Ombudsman menilai bahwa reformasi birokrasi harus disertai reformasi empati, yakni menempatkan kemanusiaan sebagai inti pelayanan publik. “SDM birokrasi harus memiliki kepekaan sosial, bukan hanya keahlian teknis. Jika tidak, pelayanan publik hanya menjadi rutinitas administratif tanpa makna,” ujar Johanes.
Sinergi Ombudsman dan Perguruan Tinggi
Dalam acara tersebut, turut hadir Ketua Ombudsman RI Mokhammad Najih dan Rektor Universitas Negeri Malang, Hariyono, yang menandatangani nota kesepahaman (MoU) antara Ombudsman RI dan Universitas Negeri Malang.
Kerja sama ini bertujuan memperkuat kolaborasi antara lembaga negara dan dunia pendidikan dalam pengawasan pelayanan publik. Perguruan tinggi diharapkan dapat menjadi pusat riset dan advokasi kebijakan publik yang berpihak pada kelompok rentan.
“Kolaborasi ini adalah langkah strategis untuk menciptakan pelayanan publik yang lebih manusiawi. Perguruan tinggi memiliki kapasitas akademik untuk membantu pemerintah dalam merancang kebijakan yang berbasis bukti dan empati,” kata Mokhammad Najih.
Ajakan untuk Generasi Muda
Menutup kuliah umum tersebut, Johanes mengajak mahasiswa untuk berperan aktif dalam advokasi keadilan sosial. Ia menilai bahwa generasi muda memiliki potensi besar menjadi agen perubahan dalam memperjuangkan hak-hak kelompok rentan.
“Jangan menunggu jadi pejabat dulu baru peduli. Mulailah dari lingkungan sekitar. Dengar suara yang tidak terdengar, bantu mereka yang tidak bisa bersuara,” pesan Johanes.
Ia menegaskan, pelayanan publik bukan hanya urusan pemerintah, tetapi juga tanggung jawab moral seluruh warga negara. Dengan kesadaran sosial yang tinggi, generasi muda dapat membantu membangun sistem pelayanan publik yang benar-benar adil, inklusif, dan sensitif terhadap perbedaan.
Penutup: Menuju Pelayanan Publik yang Berkeadilan
Pernyataan Ombudsman RI menjadi refleksi penting bahwa keadilan sosial tidak bisa tercapai tanpa pelayanan publik yang berpihak pada kelompok rentan.
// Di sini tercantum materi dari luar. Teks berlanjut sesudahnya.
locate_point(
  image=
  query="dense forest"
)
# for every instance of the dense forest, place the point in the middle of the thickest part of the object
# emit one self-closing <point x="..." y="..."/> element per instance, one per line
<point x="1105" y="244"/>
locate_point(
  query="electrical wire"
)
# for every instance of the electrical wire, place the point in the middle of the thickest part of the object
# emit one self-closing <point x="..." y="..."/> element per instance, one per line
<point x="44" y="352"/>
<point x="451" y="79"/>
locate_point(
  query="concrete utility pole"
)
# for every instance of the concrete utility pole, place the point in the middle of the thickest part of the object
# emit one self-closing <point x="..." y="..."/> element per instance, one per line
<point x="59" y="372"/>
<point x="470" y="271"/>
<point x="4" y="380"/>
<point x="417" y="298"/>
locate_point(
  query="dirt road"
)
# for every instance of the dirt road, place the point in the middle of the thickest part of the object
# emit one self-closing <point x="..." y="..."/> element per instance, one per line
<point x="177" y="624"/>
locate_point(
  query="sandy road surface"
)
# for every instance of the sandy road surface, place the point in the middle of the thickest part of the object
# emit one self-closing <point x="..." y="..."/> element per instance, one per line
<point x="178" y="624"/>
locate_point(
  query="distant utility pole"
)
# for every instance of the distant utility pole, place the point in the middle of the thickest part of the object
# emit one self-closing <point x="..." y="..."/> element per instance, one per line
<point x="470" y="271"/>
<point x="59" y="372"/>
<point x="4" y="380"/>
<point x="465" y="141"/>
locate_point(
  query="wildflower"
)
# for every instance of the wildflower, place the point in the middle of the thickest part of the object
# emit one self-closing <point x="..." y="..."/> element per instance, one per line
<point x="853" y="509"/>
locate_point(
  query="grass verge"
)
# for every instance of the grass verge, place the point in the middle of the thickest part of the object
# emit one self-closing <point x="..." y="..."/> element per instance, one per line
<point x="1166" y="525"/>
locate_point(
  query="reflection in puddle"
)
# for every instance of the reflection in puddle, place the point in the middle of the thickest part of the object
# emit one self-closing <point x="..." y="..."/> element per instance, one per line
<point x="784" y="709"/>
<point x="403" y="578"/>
Pemerintah dituntut untuk memperkuat kapasitas aparatur, memperbaiki regulasi, dan memastikan akses yang setara bagi seluruh warga negara.
Sinergi antara lembaga negara, perguruan tinggi, dan masyarakat sipil diharapkan menjadi fondasi kuat menuju pelayanan publik yang inklusif dan berkeadilan. Karena pada akhirnya, ukuran keberhasilan negara bukan hanya seberapa cepat layanan diberikan, tetapi seberapa banyak warga yang merasa dilayani dengan adil dan manusiawi.